Murat Yakin: «Alcuni leader si sono guadagnati il diritto di scegliere quando lasciare»

A meno di dieci giorni dal ritorno in Ticino della Nazionale rossocrociata, che dal 10 al 15 giugno sarà in ritiro a Tenero, abbiamo incontrato il ct elvetico per un'intervista esclusiva
Il 48.enne basilese e il resto della selezione rossocrociata saranno in ritiro a Tenero dal 10 al 15 giugno. © Keystone/Laurent Gillieron
Nicola Martinetti
02.06.2023 06:00

Murat Yakin ci accoglie nella periferia di Zurigo, alla Yakin Arena di Oberengstringen. Un piccolo gioiellino per gli amanti del calcetto, concepito e realizzato assieme al fratello Hakan. Il viavai di appassionati è costante. Così come il sorriso sul volto di «Muri»: «Il calcio è la nostra passione. Ci ha dato tanto, e abbiamo deciso di investire in ciò che amiamo. Da piccoli io e Hakan eravamo sempre da qualche parte a giocare. Volevamo dare la stessa opportunità anche ai ragazzini di oggi».

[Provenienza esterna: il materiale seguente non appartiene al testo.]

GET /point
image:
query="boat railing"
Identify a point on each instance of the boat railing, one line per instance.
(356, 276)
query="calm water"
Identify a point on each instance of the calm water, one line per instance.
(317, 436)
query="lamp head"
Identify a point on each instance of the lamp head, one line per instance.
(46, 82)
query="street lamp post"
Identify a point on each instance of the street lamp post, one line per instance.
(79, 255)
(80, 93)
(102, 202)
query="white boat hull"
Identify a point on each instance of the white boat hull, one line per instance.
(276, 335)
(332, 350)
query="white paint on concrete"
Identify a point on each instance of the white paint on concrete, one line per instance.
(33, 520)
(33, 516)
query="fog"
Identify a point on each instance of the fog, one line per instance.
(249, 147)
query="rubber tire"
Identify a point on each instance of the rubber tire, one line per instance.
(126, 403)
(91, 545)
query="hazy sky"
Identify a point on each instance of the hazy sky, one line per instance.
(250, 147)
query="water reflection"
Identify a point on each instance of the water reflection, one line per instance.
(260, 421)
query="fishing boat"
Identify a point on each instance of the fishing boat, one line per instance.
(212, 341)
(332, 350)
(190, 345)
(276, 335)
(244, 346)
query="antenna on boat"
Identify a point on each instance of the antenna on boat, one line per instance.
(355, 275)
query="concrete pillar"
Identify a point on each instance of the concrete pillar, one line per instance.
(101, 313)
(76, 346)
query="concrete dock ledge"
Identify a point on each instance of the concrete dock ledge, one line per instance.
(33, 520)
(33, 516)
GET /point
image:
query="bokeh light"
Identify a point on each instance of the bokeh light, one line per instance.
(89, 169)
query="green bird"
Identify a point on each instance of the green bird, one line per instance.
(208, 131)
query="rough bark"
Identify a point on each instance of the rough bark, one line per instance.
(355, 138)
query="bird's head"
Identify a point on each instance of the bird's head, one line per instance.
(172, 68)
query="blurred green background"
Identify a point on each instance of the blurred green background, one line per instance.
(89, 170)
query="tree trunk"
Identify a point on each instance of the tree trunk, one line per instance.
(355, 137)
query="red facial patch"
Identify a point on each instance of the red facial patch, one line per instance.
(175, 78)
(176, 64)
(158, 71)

Murat, ci ha detto che la Yakin Arena è soprattutto un progetto per i giovani, ma abbiamo saputo che poco dopo questa intervista prenderà parte a un torneo con altre ex stelle del calcio elvetico come Lulic, Sermeter, Da Costa e Benaglio...
«Diciamo che è una realtà aperta a tutti, e poi io ovviamente fungerò da allenatore (ride, ndr). Scherzi a parte, in tutta sincerità erano diverse settimane che non passavo di qui. Recentemente ho viaggiato molto per degli impegni legati alla Nazionale».

Presto con la sua Svizzera farà ritorno in Ticino. Un luogo che le aveva portato fortuna nell’autunno del 2021, quando vi aveva preparato le decisive sfide contro Italia e Bulgaria, che avevano sancito la qualificazione al Mondiale in Qatar...
«Come Nazionale cerchiamo sempre di girare tutto il Paese, per essere vicini ad ogni regione. Non nascondo tuttavia che ho un particolare apprezzamento per il vostro cantone. Mi ricorda molto un’altra realtà che amo, quella italiana. Del Ticino mi piace l’atmosfera che si respira, il cibo e il calore che la popolazione trasmette. C’è una grande passione per il calcio. Ad ogni buon conto, al netto di tutto ciò, a spingerci a sud delle Alpi è in primis la qualità del centro in cui ci alleneremo. A Tenero i campi sono davvero ottimi, ed è stata una prerogativa fondamentale nella scelta del luogo in cui effettueremo il nostro prossimo ritiro».

In precedenza ho menzionato la Coppa del Mondo in Qatar, il suo primo grande torneo da ct. A oltre sei mesi dall’evento, che emozioni prova oggi, ripensandoci?
«Ovviamente l’epilogo è stato doloroso, e i ricordi legati ad esso sono dunque negativi. Anche se la netta sconfitta ottenuta contro il Portogallo, per quanto visto in campo, era corretta. Tuttavia il resto del torneo è stato piacevole. Durante la fase a gironi, a mio avviso, avevamo ad esempio giocato un bel calcio. L’esperienza va dunque presa e valutata nel suo insieme. Abbiamo avuto modo di ripercorrerla e analizzarla, traendo degli insegnamenti importanti. Aspetti positivi da integrare nell’attuale campagna: le qualificazioni agli Europei del 2024».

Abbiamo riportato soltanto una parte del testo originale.